Ainsi, l’on peut renvoyer sur cette question à un arrêt de la Cour du travail de Bruxelles du 21 avril 2017 (C. trav. Bruxelles, 21 avril 2017, R.G. 2016/AB/202), où le contrat mentionnait comme fonction « business development manager ». La cour du travail a estimé que cette seule mention est insuffisante pour que les conditions légales soient remplies et qu’il appartient à l’employé d’établir qu’il a prospecté et visité la clientèle, ce qui sont deux activités complémentaires.

Dans un arrêt du 23 juin 2010 (C. trav.
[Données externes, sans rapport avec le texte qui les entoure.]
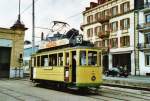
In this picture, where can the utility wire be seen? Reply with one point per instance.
(28, 7)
Bruxelles, 23 juin 2010, R.G. 2009/AB/51.951 – précédemment commenté), la Cour du travail de Bruxelles avait eu l’occasion de préciser, quant au droit à l’indemnité d’éviction, que, pour établir l’apport, il faut comparer la consistance de la clientèle à la date de prise de fonction et lors de la fin du contrat, sans qu’il faille tenir compte de premiers contacts n’ayant pas encore abouti au moment où le contrat a pris fin. Seuls les clients ayant passé commande rentrent dans la notion de « clientèle », les raisons pour lesquelles les contacts n’avaient pas abouti avant la rupture du contrat important peu. Dans l’appréciation de l’apport, doivent être pris en compte divers critères, dont la durée totale de l’occupation du représentant de commerce et la fidélisation de la clientèle. Pour ce qui est de la consistance de la clientèle elle-même, deux limites étaient données, étant que celle-ci ne peut pas être « insignifiante », étant entendu qu’elle ne devait pas nécessairement être « importante ».

C’est donc eu égard également à d’autres éléments que le juge appréciera en fait s’il y a apport réel ou non : la durée de l’occupation, ci-dessus, mais également la nature des produits, le nombre potentiel d’acheteurs, la longueur du processus de vente, les comparaisons avec les chiffres d’affaires réalisés par les autres représentants, en tenant compte de l’importance relative des secteurs et du degré d’implantation de l’entreprise sur le marché.